In the divorce decree, it will spell out what gets what and who is responsible for what. For example, if there are two cars and two car loans, the decree will say who gets the blue car and who gets the red car. In some instances, one person could be responsible for both car payments, even if they both have their own car to drive. It’s whatever is in the divorce decree that matters. Sometimes, when a couple can’t agree on how to split up the assets they’ve jointly acquired, the judge will get involved and make the final determination.
But what about the situation of a couple buying a home together and both are on the same loan? Many times one person stays in the house and the other moves out. If they can’t decide who will stay, then selling the property might be the only course of action. But if one person does want to keep the house, the next thing on the agenda will be who is responsible for the mortgage payments. The person who will be occupying the property isn’t always the person who is responsible payment the mortgage. Again, this responsibility will be listed in the divorce decree.
Yet if both of their incomes were needed to qualify for the mortgage, the person remaining in the home may not have enough monthly income to pay for the mortgage, which typically results in the sale of the property. Other times, the person leaving the property might also be responsible for paying part or all of the outstanding mortgage, even if the person won’t be living there.
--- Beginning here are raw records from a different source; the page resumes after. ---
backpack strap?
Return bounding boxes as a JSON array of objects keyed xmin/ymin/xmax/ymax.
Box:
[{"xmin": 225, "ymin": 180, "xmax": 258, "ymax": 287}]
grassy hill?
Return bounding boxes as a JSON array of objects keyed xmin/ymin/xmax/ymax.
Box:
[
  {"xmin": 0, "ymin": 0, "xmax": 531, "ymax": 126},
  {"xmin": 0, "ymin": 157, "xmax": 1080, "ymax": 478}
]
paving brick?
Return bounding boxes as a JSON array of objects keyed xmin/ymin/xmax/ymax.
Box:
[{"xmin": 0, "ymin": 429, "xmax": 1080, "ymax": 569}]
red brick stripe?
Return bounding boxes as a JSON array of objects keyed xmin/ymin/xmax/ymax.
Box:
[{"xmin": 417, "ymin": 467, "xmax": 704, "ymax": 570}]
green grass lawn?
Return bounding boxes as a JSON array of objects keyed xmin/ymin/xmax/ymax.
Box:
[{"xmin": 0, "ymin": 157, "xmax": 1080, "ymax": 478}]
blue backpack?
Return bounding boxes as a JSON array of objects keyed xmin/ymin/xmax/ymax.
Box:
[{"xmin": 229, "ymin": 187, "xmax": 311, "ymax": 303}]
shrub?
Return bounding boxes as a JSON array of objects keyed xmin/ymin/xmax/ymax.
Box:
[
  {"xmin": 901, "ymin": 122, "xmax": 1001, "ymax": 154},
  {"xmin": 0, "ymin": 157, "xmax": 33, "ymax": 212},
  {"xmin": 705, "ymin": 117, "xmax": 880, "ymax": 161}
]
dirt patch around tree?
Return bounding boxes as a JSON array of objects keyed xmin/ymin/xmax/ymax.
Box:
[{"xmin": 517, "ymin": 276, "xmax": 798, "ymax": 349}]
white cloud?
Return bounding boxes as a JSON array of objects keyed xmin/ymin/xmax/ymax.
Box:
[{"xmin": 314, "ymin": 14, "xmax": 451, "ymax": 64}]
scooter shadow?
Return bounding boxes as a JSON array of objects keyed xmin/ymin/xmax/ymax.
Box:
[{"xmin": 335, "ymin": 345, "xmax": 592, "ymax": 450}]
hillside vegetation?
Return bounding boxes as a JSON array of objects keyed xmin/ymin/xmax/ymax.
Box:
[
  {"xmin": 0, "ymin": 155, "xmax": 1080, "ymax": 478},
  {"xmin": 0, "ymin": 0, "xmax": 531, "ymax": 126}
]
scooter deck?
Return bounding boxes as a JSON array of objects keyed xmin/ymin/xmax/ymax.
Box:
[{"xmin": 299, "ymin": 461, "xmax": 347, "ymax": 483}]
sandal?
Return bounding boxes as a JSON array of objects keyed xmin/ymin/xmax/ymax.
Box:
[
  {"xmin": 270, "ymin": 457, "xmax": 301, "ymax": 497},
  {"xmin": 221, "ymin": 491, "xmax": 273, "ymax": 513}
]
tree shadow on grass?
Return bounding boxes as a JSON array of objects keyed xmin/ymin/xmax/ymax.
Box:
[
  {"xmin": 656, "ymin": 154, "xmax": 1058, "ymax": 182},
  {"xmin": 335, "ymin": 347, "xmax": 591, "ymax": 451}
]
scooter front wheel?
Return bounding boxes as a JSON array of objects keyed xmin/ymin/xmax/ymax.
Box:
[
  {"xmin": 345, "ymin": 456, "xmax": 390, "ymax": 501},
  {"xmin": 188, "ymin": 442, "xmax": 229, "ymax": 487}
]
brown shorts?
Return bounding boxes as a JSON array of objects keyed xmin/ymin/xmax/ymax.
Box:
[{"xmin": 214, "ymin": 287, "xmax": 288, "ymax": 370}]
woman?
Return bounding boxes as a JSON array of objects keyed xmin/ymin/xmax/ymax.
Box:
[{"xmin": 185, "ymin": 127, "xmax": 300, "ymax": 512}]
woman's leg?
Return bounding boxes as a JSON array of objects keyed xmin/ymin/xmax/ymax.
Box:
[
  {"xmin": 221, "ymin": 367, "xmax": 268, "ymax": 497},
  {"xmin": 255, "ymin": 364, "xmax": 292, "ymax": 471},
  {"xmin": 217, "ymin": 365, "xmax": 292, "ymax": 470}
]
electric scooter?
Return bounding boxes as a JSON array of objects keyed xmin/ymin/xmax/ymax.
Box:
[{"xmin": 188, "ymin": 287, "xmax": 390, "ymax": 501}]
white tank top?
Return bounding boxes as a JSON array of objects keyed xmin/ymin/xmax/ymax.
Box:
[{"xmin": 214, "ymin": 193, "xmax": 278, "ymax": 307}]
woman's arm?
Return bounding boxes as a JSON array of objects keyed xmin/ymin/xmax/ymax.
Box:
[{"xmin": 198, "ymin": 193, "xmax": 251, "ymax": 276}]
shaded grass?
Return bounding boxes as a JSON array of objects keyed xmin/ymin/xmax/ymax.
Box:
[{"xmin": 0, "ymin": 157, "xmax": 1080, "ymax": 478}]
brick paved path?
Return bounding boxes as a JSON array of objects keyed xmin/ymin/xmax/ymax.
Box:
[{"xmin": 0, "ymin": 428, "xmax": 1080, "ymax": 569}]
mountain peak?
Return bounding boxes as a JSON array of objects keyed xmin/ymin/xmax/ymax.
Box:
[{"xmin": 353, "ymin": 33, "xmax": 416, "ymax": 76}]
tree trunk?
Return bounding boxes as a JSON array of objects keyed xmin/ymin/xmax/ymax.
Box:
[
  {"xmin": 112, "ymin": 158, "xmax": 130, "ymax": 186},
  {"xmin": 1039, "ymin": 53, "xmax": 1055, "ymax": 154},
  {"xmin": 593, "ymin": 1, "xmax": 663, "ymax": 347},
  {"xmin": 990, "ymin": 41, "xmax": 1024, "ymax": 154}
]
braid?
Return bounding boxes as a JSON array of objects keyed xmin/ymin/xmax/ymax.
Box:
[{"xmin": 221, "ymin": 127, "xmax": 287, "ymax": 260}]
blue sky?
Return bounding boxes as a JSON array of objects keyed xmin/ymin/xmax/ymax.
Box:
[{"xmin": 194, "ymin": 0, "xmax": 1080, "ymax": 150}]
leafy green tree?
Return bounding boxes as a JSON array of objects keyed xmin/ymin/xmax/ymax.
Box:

Another common situation occurs when the person vacating the property wants to buy another home and get a new mortgage. The problem here is the old mortgage payment will still show up on a new credit report. Even if the couple agrees the departing spouse isn’t responsible for the mortgage, the mortgage lender hasn’t made such an agreement. While the divorce situation is certainly unpleasant the mortgage company doesn’t forgive someone’s original obligation just because a couple splits up. This can be rectified by showing the occupying person has been making the mortgage payment for the past 12 months on time each month. With this verification, while it won’t remove the payment from someone’s credit report, the new lender can still agree to ignore the mortgage when qualifying.